Reputation: 182772
In the book 'C++ In A Nutshell', there is the following example code
std::vector<int> data
...
std::erase(std::remove(data.begin(), data.end(), 42),
data.end());
I thought that 'erase' was a member function, so shouldn't that be 'data.erase' rather than 'std::erase'? Is there some way the c++ compiler can tell what member you wanted to call a member function on, or did the book omit any documentation of an erase template function, or is the example wrong?
Upvotes: 2
Views: 2032
Reputation: 984
There is an algorithm called std::remove.

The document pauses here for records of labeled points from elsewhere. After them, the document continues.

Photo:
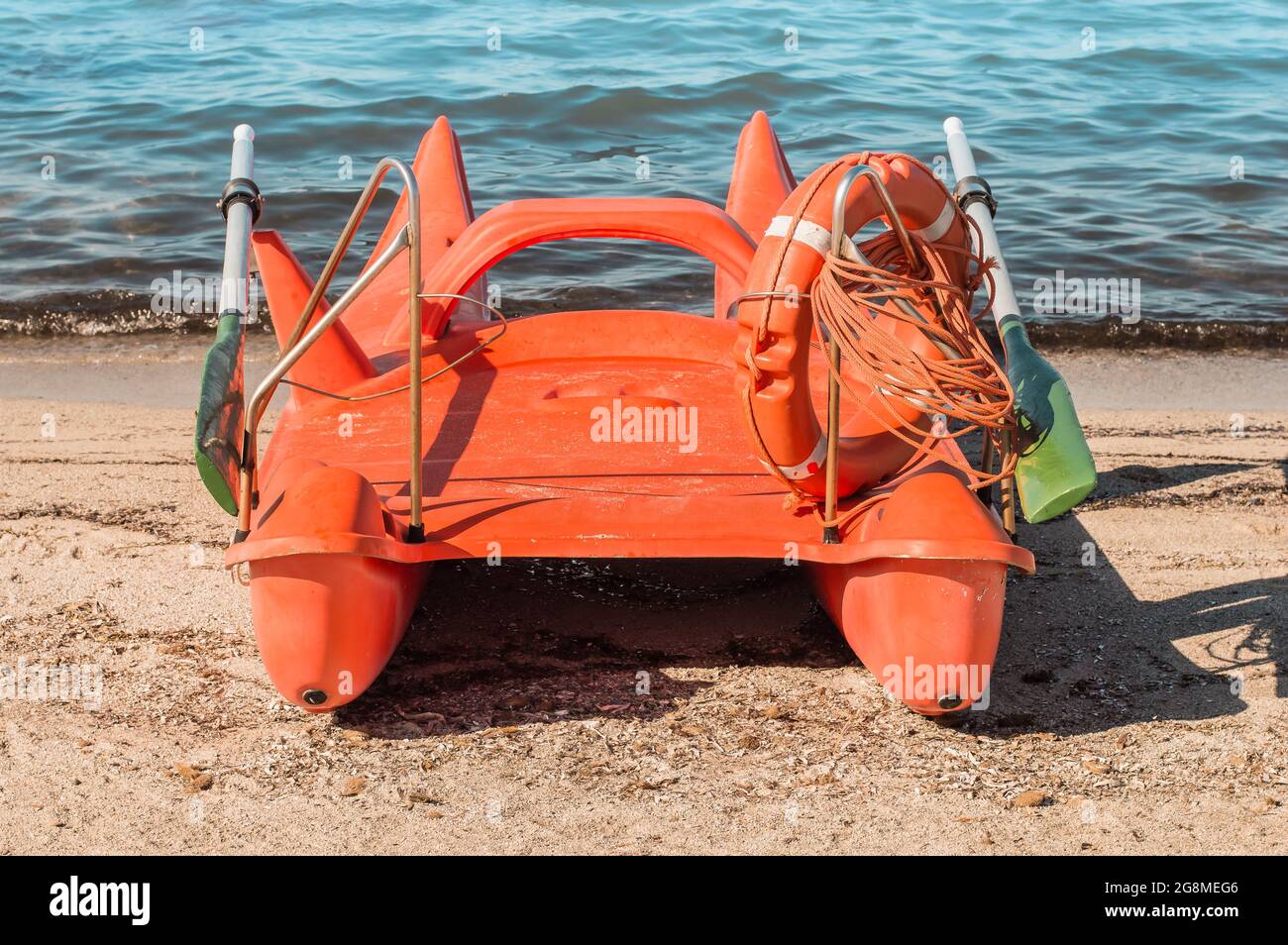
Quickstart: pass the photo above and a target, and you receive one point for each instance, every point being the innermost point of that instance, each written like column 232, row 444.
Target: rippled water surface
column 1115, row 134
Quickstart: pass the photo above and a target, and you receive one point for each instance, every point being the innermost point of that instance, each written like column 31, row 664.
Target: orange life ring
column 780, row 327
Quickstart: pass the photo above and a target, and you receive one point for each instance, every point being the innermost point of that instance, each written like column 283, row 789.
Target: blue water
column 1115, row 153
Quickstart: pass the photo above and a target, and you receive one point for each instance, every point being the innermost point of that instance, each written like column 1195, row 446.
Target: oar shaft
column 964, row 166
column 233, row 288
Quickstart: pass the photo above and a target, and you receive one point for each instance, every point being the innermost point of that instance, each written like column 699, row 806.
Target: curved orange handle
column 690, row 224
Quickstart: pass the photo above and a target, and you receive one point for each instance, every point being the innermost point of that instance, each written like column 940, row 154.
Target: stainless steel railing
column 304, row 335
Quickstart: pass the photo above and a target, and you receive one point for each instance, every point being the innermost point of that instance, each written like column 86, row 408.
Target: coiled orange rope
column 967, row 385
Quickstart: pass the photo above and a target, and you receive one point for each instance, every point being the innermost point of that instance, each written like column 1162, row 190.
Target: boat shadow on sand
column 555, row 640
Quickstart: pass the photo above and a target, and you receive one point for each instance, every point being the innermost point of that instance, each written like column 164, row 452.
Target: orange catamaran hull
column 578, row 434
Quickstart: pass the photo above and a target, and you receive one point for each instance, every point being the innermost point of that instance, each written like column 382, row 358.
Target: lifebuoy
column 780, row 330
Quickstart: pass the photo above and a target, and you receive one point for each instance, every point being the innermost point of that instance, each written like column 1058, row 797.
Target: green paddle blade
column 220, row 412
column 1054, row 471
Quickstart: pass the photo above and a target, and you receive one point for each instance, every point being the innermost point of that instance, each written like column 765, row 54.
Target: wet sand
column 1140, row 698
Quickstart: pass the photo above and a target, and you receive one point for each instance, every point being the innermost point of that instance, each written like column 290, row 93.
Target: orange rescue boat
column 424, row 426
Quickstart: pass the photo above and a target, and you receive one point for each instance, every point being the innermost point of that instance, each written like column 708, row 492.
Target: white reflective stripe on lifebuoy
column 940, row 226
column 818, row 239
column 810, row 465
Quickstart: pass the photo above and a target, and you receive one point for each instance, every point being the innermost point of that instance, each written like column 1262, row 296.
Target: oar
column 219, row 439
column 1054, row 471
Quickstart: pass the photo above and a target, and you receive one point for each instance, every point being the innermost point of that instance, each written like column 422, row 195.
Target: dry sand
column 1142, row 695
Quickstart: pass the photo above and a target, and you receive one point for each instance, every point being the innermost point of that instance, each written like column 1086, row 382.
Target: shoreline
column 1142, row 698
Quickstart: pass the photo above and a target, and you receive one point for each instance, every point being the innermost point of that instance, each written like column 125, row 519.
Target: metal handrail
column 300, row 340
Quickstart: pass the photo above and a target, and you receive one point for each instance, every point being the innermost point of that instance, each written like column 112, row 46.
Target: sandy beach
column 1140, row 700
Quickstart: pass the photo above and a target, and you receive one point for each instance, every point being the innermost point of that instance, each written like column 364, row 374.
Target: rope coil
column 967, row 385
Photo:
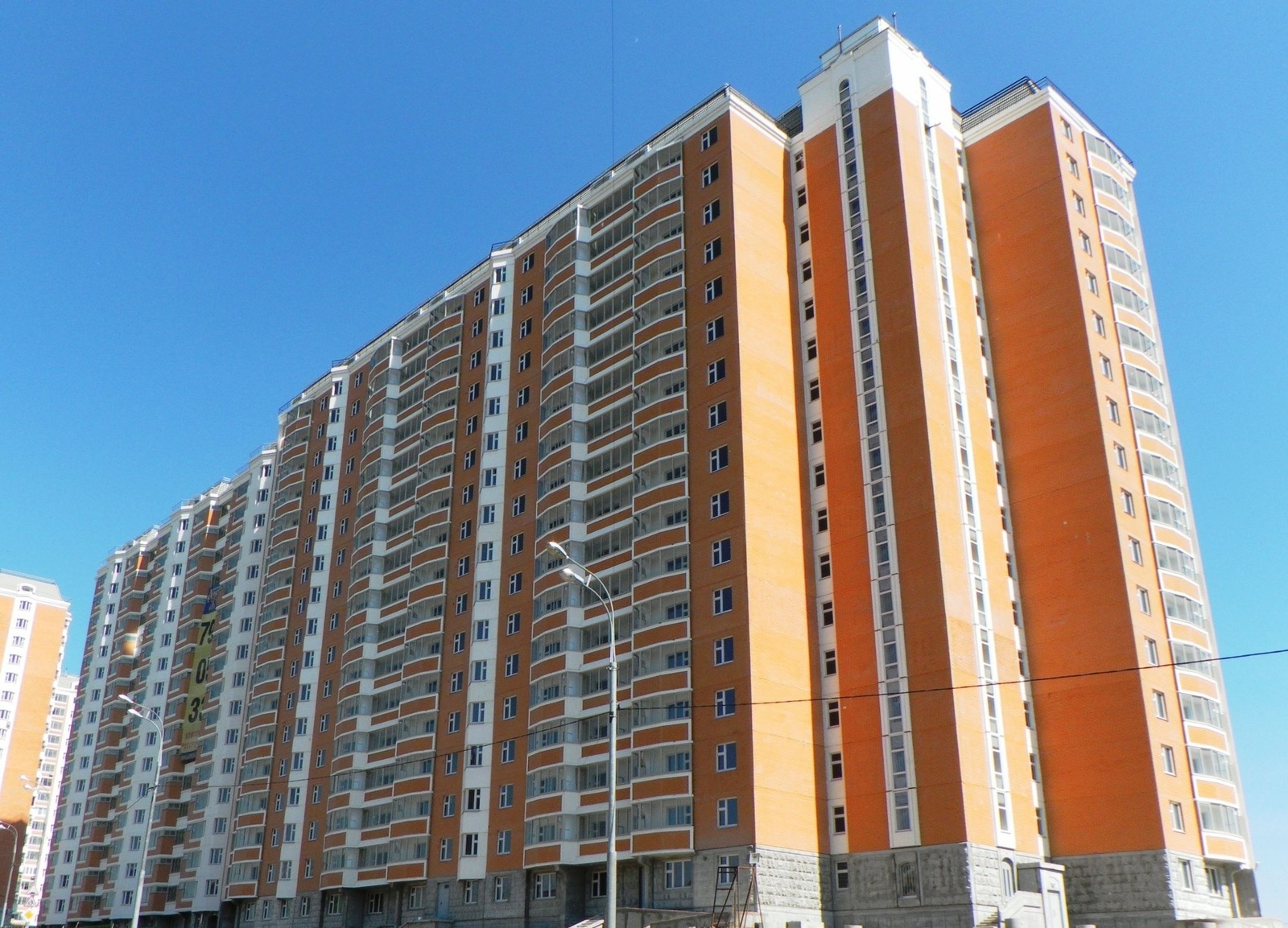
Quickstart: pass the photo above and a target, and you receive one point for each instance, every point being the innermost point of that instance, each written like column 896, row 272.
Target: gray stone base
column 1148, row 889
column 947, row 886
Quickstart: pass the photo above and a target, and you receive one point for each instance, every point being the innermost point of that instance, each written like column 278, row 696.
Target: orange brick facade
column 845, row 412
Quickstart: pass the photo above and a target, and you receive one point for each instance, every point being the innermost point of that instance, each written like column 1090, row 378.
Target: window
column 678, row 874
column 727, row 757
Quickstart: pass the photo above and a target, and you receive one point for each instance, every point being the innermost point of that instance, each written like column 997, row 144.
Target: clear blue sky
column 201, row 205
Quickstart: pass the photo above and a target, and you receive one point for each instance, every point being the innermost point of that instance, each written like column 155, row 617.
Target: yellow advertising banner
column 195, row 698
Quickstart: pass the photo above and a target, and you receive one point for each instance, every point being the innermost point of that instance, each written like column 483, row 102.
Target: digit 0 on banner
column 195, row 699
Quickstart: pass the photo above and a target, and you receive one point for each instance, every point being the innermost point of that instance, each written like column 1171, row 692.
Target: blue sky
column 203, row 205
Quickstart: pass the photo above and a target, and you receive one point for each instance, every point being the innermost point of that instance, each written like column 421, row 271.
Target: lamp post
column 13, row 867
column 146, row 715
column 589, row 579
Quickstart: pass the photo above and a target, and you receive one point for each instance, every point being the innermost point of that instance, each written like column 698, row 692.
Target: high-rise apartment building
column 35, row 617
column 44, row 799
column 860, row 419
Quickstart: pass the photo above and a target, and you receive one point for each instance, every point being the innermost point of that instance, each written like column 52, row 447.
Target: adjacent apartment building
column 34, row 720
column 44, row 801
column 861, row 419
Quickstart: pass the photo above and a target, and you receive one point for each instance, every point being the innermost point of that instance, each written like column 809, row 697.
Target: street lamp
column 145, row 715
column 589, row 579
column 13, row 867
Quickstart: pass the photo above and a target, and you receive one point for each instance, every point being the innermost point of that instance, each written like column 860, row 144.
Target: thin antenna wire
column 612, row 79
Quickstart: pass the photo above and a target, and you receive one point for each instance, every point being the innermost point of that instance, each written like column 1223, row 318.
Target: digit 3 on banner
column 195, row 699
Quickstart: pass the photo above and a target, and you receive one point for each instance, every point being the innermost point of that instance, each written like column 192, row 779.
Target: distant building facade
column 35, row 618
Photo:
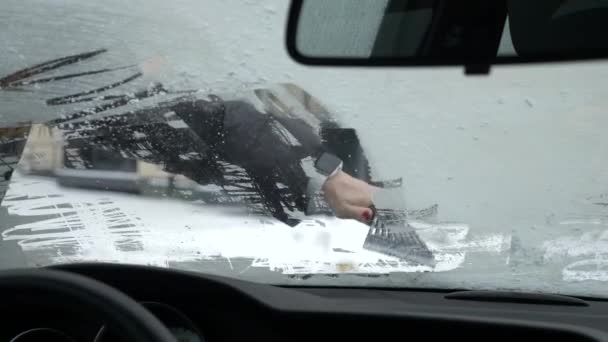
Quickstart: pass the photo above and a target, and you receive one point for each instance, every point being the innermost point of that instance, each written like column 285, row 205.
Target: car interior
column 118, row 302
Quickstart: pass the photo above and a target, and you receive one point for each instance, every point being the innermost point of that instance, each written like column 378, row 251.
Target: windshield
column 180, row 134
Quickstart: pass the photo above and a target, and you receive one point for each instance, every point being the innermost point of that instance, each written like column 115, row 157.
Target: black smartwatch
column 328, row 164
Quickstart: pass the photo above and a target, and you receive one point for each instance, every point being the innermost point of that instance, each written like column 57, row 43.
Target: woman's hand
column 350, row 197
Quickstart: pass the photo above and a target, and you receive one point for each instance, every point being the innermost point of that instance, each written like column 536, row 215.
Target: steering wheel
column 117, row 309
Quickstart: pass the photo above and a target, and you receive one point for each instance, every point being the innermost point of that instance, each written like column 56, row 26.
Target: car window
column 501, row 177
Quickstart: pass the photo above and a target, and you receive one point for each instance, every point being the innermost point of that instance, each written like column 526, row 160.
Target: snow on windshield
column 515, row 164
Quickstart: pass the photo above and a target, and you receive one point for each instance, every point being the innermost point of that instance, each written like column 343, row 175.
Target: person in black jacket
column 236, row 133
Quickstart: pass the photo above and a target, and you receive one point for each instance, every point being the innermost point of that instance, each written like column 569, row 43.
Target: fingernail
column 366, row 215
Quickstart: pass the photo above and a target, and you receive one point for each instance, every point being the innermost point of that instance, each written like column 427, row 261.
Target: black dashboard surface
column 224, row 309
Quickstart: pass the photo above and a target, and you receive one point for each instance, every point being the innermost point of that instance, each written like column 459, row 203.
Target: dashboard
column 198, row 307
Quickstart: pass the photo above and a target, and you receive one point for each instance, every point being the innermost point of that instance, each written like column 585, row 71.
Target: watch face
column 327, row 163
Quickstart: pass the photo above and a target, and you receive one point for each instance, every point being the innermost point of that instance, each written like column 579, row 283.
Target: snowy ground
column 521, row 153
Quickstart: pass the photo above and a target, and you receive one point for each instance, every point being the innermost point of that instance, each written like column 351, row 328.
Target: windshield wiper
column 516, row 297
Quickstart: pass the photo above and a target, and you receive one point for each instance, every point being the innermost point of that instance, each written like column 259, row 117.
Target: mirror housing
column 471, row 33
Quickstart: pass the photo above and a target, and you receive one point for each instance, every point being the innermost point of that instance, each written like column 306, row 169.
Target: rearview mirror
column 472, row 33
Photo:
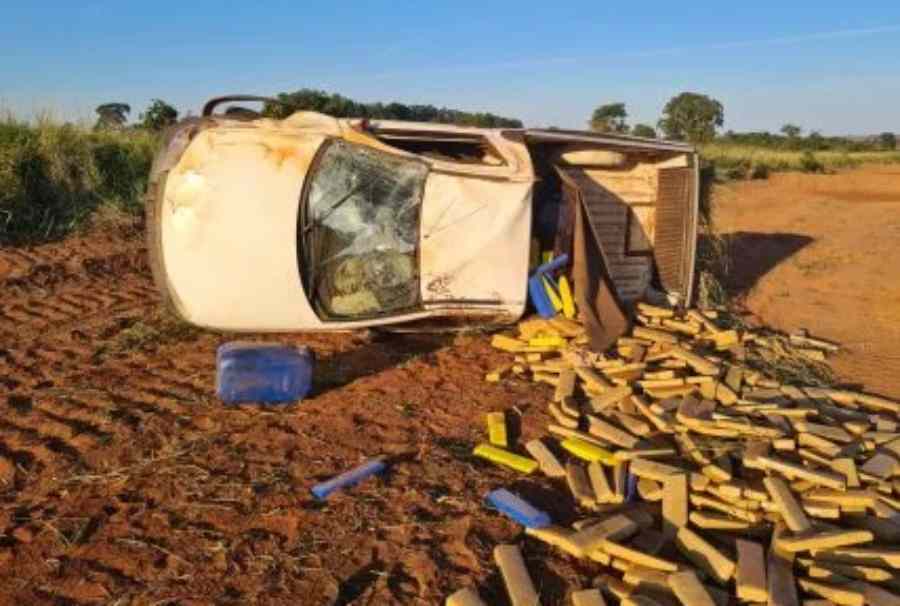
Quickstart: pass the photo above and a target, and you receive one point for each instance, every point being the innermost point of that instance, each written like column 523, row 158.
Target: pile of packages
column 697, row 479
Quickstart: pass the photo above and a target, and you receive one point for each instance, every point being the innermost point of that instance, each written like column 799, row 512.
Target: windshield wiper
column 319, row 219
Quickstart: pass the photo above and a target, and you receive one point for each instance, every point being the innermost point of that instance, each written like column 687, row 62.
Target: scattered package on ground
column 708, row 464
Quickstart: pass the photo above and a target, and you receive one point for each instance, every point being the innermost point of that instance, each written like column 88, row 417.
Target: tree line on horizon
column 696, row 118
column 688, row 116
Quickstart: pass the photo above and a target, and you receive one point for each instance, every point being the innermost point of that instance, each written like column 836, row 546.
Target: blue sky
column 824, row 65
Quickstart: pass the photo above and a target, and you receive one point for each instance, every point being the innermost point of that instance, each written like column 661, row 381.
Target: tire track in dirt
column 122, row 478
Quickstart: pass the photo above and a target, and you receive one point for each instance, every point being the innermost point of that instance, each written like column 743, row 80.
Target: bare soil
column 822, row 252
column 124, row 480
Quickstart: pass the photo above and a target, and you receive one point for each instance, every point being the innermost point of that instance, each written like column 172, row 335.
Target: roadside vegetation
column 55, row 177
column 697, row 118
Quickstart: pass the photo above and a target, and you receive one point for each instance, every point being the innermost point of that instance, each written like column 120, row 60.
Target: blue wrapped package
column 536, row 289
column 518, row 509
column 348, row 478
column 262, row 372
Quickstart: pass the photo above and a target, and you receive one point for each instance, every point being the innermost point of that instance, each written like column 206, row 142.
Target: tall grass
column 53, row 176
column 744, row 161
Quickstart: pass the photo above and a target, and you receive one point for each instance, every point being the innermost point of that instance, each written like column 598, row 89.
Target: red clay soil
column 822, row 252
column 124, row 480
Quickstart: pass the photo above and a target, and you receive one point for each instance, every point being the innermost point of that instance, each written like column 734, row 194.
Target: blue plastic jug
column 263, row 372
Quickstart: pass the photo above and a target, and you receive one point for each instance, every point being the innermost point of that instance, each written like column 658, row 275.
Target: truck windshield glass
column 360, row 232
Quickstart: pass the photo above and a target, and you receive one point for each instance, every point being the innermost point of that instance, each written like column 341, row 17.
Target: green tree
column 791, row 131
column 159, row 115
column 112, row 115
column 816, row 141
column 643, row 130
column 692, row 117
column 341, row 107
column 609, row 118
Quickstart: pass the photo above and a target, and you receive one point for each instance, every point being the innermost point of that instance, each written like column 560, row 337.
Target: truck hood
column 475, row 242
column 229, row 228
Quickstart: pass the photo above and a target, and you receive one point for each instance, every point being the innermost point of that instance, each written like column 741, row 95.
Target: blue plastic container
column 518, row 509
column 348, row 478
column 263, row 372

And calling erase on the data structure. remove moves all the elements to be erased to the end of the iterator range and returns the first element to be removed. Returns end() if the element could not be found.
So then you call erase on range starting with the return value of std::remove and the end of the data structure.
See: http://www.sgi.com/tech/stl/remove.html
Note that remove won't work with ordered datastructures, as the elements can't be rearranged.
remove is linear, and so would be removing a vector from up to the end. As it wouldn't need to bubble up the elements after the elements to be removed.
std::vector<int> data
...
data.erase(std::remove(data.begin(), data.end(), 42), data.end())
compared to something like this which is O(N**2)
std::vector<int> data
...
for ( i = data.begin(), i != data.end(); ++i ) {
if ( *i == 42 ) data.erase( i ) ;
}
Upvotes: 0
Reputation: 16096
You observation is correct. 'Erase' should be a member function. Only a member function on a container can change the memory size of that container.
Upvotes: 3
Reputation: 26975
There is no std::erase
. std::map::erase
, std::list::erase
exists. But no std::erase
exists.
Look this question about phantom std::erase.
Upvotes: 7
Reputation: 490088
Yes, erase is a member function, so it should be data.erase()
instead of std::erase()
.
Upvotes: 3
Reputation: 101565
erase
is a member function. The sample provided is incorrect.